Faculty of Dentistry, University of Toronto, 124 Edward Street, Toronto, Ontario, M5G 1G6, Canada.
Department of Chemistry, University of Toronto, 80 George Street, Toronto, Ontario, M5S 3H6, Canada.
Macromol Biosci. 2021 Apr;21(4):e2000365. doi: 10.1002/mabi.202000365. Epub 2021 Feb 22.

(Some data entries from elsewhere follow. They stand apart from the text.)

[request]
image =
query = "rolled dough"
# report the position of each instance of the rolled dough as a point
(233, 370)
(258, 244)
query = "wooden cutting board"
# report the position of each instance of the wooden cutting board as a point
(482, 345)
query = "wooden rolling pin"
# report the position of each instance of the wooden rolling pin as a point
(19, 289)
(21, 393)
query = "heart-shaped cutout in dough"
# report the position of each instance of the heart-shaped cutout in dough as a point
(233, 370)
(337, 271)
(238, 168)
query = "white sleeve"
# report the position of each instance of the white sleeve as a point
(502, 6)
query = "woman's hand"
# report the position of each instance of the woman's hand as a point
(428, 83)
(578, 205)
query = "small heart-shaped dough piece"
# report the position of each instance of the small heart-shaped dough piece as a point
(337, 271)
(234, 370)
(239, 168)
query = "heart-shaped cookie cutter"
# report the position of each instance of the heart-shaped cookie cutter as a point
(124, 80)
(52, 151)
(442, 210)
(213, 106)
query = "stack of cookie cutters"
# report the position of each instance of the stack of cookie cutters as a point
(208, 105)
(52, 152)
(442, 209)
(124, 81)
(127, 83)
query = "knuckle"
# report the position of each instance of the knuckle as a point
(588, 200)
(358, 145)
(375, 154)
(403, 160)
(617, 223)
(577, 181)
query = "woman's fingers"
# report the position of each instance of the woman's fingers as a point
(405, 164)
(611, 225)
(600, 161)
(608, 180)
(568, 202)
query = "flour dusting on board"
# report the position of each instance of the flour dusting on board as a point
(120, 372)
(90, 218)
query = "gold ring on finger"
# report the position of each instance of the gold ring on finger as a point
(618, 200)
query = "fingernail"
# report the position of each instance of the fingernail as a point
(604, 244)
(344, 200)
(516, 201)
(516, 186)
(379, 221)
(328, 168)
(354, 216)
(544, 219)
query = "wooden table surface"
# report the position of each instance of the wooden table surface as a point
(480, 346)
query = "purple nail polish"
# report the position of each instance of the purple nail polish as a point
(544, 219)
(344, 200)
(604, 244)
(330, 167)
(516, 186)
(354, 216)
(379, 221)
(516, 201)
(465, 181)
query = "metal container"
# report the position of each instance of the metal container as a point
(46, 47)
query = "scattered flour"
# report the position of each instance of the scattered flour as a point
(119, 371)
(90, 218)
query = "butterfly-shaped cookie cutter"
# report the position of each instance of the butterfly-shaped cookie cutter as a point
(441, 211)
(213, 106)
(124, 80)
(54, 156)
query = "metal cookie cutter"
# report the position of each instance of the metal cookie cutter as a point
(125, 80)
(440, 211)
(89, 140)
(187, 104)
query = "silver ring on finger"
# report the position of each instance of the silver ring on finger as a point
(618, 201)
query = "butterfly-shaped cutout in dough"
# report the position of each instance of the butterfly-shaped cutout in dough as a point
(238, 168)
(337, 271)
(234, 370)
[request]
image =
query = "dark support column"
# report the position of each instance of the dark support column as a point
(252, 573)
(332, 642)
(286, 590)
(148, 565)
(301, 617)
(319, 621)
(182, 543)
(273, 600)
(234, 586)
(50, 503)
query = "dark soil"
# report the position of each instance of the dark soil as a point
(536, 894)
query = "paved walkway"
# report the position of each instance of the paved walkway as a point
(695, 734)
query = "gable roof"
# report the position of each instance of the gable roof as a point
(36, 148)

Biomaterial scaffolds have been gaining momentum in the past several decades for their potential applications in the area of tissue engineering. They function as three-dimensional porous constructs to temporarily support the attachment of cells, subsequently influencing cell behaviors such as proliferation and differentiation to repair or regenerate defective tissues. In addition, scaffolds can also serve as delivery vehicles to achieve sustained release of encapsulated growth factors or therapeutic agents to further modulate the regeneration process. Given the limitations of current bone grafts used clinically in bone repair, alternatives such as biomaterial scaffolds have emerged as potential bone graft substitutes. This review summarizes how physicochemical properties of biomaterial scaffolds can influence cell behavior and its downstream effect, particularly in its application to bone regeneration.
生物材料支架在过去几十年中因其在组织工程领域的潜在应用而备受关注。它们作为三维多孔结构,可以暂时支撑细胞的附着,随后影响细胞的行为,如增殖和分化,以修复或再生有缺陷的组织。此外,支架还可以作为载体,实现封装生长因子或治疗剂的持续释放,以进一步调节再生过程。鉴于目前临床上用于骨修复的骨移植物的局限性,生物材料支架等替代品已经成为潜在的骨移植物替代品。本文综述了生物材料支架的物理化学性质如何影响细胞行为及其下游效应,特别是在骨再生中的应用。